On 03/13/2018 04:29 PM, Eric W. Biederman wrote:
> Waiman Long <long...@redhat.com> writes:
>> On 03/13/2018 02:17 PM, Eric W. Biederman wrote:
>>> Waiman Long <long...@redhat.com> writes:
>>>> A user can write arbitrary integer values to msgmni and shmmni sysctl
>>>> parameters without getting error, but the actual limit is really
>>>> IPCMNI (32k). This can mislead users as they think they can get a
>>>> value that is not real.
>>>> Enforcing the limit by failing the sysctl parameter write, however,
>>>> can break existing user applications.
>>> Which applications examples please.
>>> I am seeing this patchset late but it looks like a whole lot of changes
>>> to avoid a theoretical possibility.
>>> Changes that have an impact on more than just the ipc code you are
>>> That makes me feel very uncomfortable with these changes.
>> This patchset is constructed to address a customer request that there is
>> no easy way to find out the actual usable range of a sysctl parameter.
>> In this particular case, the customer wants to use more than 32k shared
>> memory segments. They can put in a large value into shmmni, but the
>> application didn't work properly because shmmni was internally clamped
>> to 32k without any visible sign that a smaller limit has been imposed.
>> Out of a concern that there might be customers out there setting those
>> sysctl parameters outside of the allowable range without knowing it,
>> just enforcing the right limits may have the undesirable consequence of
>> breaking their existing setup scripts. I don't have concrete example of
>> what customers are doing that, but it won't look good if we wait until
>> the complaints come in.
>> The new code won't affect existing code unless the necessary flag is
>> set. So would you mind elaborating what other impact do you see that
>> will affect other non-IPC code in an undesirable way?
> The increase in size of struct ctl_table. Every caller is affected.
> Plus it increases everyone's cognitive load to figure out what is
> this flags field as they fill out ctl_table.
As said earlier, there is a way to add the new flags without increasing
the size of the structure. The flags was originally a uint16_t which
won't increase the size of the structure. It was changed in v4 to
provide more space for future extension. I am going to change it back to
uint16_t. It can certainly be changed again in the future if we really
need more than 16 bits.
> Just introducing a proc_dointvec_minmax_clamped follows the existing
> pattern and it makes it easier for everyone who both read the code.

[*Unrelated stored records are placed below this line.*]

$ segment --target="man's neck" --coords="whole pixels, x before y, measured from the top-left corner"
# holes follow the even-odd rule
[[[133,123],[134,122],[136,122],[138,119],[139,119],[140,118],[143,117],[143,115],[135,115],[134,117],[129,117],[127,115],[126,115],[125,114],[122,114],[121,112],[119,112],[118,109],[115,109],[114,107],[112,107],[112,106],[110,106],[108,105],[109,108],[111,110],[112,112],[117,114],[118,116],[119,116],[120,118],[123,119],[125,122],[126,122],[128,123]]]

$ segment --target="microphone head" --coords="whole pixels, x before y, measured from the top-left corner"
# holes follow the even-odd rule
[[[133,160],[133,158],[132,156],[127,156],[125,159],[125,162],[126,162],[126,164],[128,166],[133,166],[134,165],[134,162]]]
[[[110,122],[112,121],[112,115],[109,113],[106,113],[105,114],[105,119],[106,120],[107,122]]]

It was the approach that was taken in my v1 patch. I changed it to use a
flag in v2 as it is more general. It also make it easier to extend the
feature in the future. Adding more proc_handlers also has the same issue
of increasing cognitive load of what proc_handler to use in the
ctl_table. This is the side effect of adding more complexity and there
is no way to work around it.
> It strikes me as quite peculiar that the response to bug report where
> the complaint is an error is not given, is to continue the current
> behavior without giving an error.
The customer actually has 2 requests. First, it is to make it easier to
figure out what are the real ranges of some of the sysctl parameters.

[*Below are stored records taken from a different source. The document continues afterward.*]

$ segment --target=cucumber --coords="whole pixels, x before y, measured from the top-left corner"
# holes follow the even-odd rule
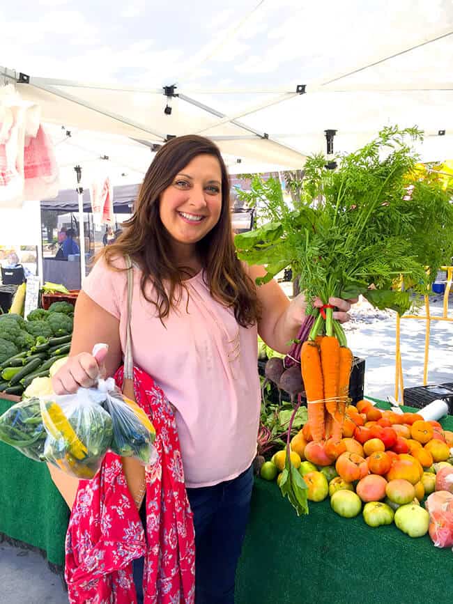
[[[30,362],[27,363],[24,367],[20,369],[19,371],[17,373],[15,373],[14,376],[10,379],[11,386],[15,386],[15,385],[18,384],[23,378],[25,378],[26,375],[36,371],[42,362],[42,359],[33,359],[33,361],[30,361]]]
[[[49,338],[49,346],[51,348],[54,346],[59,346],[61,344],[70,343],[72,336],[60,336],[59,338]]]
[[[5,367],[13,367],[14,365],[10,365],[11,361],[15,361],[16,359],[23,359],[26,356],[26,353],[27,351],[25,350],[24,353],[19,353],[18,355],[15,355],[14,357],[10,357],[9,359],[6,359],[0,365],[0,370],[3,371]]]
[[[45,369],[49,369],[54,364],[55,361],[58,361],[59,359],[64,359],[65,357],[67,356],[67,355],[57,355],[56,356],[52,357],[50,359],[48,359],[47,361],[45,361],[43,363],[40,369],[43,371],[44,371]]]
[[[17,394],[19,396],[20,394],[22,394],[23,392],[24,387],[22,384],[19,384],[17,386],[8,386],[5,390],[5,394]]]
[[[52,355],[52,357],[56,356],[57,355],[67,355],[71,349],[70,343],[68,344],[61,344],[59,346],[54,346],[52,348],[49,348],[47,350],[49,355]]]
[[[36,353],[36,355],[31,355],[30,357],[27,357],[26,358],[24,359],[24,362],[22,363],[22,364],[26,366],[31,361],[35,361],[36,359],[39,359],[40,361],[43,362],[45,361],[47,358],[47,353]]]
[[[46,369],[45,371],[35,371],[34,373],[30,373],[26,377],[24,378],[23,380],[20,380],[20,383],[22,385],[24,388],[26,388],[30,384],[33,382],[35,378],[48,378],[49,377],[49,369]]]
[[[14,378],[16,373],[20,371],[20,367],[5,367],[1,372],[1,377],[6,382],[9,382]]]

Secondly, they want to increase the IPCMNI limit to more than 32k. This
patch tries to address the first one. I will leave the second one to a
future patch once this one is done. As said before, the reason for
adding a clamping mode is to avoid regression. If you guys strongly
believe that this is not an issue at all, I am fine going along and
enforce the limit by failing invalid value.
I am also working on a follow-up patch to add an iteration API to dump
out the the ranges of relevant sysctl parameters that allow range of
values. That will require using a flag to annotate ctl_table entries
that have ranges.
> Arguably the simplest fix here would be to kill IPCMNI entirely. Assign
> the shmids from a sequence counter. And place those structures in a
> rbtree indexed by shmni. There are 32bit fields but I don't think we
> must keep the low 16bits for an index into an array and the high 16bits
> as the actual sequence number.
Yes, that is on my to-do list.